É verdade que a abordagem de “In the Lost Lands” foi mais barata também? Certamente é mais econômica do que filmar contra uma parede virtual. O problema com essas paredes é que você fica preso ao que filma. Se não gostar, tem que transformar em um efeito visual. Agora você está pagando duas vezes. Você paga pela parede virtual — porque o aluguel do estúdio é enorme — e espera que isso seja justificado pela imagem capturada na câmera. Mas se a junção entre a parede e o chão não estiver correta, ou se um dos cubos de LED queimar e houver cubos pretos flutuando no fundo, ou se a parede estiver muito nítida e você não conseguir desfocá-la o suficiente, então ela se torna um efeito visual de qualquer maneira. Você está pagando pela parede e pelo efeito visual. E, na minha opinião, está limitando a criatividade no set. Talvez funcione para alguns cineastas. Tanto Dave quanto Milla têm presenças marcantes, e eu queria a contribuição deles no bloqueio; na maioria das vezes, isso só acontece no dia, então eu relutava em tomar decisões por eles. Isso negaria a contribuição que eles podem trazer.
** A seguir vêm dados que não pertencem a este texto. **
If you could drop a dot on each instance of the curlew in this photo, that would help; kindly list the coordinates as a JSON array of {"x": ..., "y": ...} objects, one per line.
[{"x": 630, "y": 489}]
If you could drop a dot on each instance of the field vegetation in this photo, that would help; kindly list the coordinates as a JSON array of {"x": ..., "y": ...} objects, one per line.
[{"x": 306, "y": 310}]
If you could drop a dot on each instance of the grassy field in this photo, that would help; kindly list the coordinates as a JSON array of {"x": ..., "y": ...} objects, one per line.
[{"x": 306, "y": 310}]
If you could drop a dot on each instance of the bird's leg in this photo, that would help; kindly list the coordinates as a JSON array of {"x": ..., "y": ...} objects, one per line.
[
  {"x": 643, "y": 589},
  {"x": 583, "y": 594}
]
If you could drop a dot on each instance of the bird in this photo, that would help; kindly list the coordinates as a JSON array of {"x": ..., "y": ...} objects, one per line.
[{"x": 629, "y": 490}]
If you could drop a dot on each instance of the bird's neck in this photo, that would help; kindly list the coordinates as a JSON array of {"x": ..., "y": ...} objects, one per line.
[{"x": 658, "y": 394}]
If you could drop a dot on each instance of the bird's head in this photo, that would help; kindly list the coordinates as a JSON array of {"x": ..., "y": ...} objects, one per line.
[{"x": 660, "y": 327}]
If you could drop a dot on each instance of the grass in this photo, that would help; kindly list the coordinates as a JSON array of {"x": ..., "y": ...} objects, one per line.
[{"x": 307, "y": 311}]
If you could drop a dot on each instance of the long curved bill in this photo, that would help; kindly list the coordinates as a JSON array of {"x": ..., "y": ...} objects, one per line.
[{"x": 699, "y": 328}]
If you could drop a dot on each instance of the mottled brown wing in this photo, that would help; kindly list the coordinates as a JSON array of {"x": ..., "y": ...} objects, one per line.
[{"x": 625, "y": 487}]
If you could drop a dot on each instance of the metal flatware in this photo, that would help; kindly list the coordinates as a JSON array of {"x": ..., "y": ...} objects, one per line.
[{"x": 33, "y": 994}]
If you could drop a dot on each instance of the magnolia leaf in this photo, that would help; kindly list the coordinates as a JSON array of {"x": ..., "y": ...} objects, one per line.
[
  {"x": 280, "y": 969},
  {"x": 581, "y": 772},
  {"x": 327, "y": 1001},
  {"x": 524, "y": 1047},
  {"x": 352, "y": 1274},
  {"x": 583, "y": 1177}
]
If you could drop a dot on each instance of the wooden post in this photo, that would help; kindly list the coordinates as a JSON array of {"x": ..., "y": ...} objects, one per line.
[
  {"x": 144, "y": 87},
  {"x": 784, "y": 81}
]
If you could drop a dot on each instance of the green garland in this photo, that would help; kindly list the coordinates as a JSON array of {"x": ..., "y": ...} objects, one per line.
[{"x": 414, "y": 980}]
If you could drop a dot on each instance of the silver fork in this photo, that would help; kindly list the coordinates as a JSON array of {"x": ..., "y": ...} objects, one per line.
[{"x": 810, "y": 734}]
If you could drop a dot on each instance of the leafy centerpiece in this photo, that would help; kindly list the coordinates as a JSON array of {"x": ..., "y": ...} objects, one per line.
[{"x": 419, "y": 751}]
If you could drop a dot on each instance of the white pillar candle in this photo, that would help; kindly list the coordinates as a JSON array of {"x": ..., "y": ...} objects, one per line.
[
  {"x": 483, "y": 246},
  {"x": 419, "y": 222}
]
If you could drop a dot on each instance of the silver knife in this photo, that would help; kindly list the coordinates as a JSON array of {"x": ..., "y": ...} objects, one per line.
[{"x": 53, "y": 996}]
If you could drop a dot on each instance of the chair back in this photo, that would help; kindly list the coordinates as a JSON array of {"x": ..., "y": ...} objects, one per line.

Mesmo evitando esses problemas, a produção enfrentou seus próprios desafios técnicos? Os técnicos tiveram que criar um sistema onde a tela azul se movia para cima e para baixo, como uma grade de castelo. Isso permitia que nosso diretor de fotografia posicionasse as luzes exatamente onde queria. Foi uma construção incrível, porque esse tipo de coisa simplesmente não existe. Você tem que construir. É o “maior conjunto de trem” que Orson Welles mencionou.

Os visuais que você obteve são diferentes de qualquer coisa em seus filmes anteriores. Você se vê filmando outro filme dessa forma? Não diria que estou casado com essa técnica. Adorei desenvolver a tecnologia e adorei o visual que conseguimos. Mas é um visual muito específico. É uma ótima ferramenta para um certo tipo de história, e eu a recomendaria de coração. E foi praticamente à prova de falhas quando começamos a filmar. Filmamos em cerca de 43 dias, o que, para um filme com um visual tão grandioso, é incrível.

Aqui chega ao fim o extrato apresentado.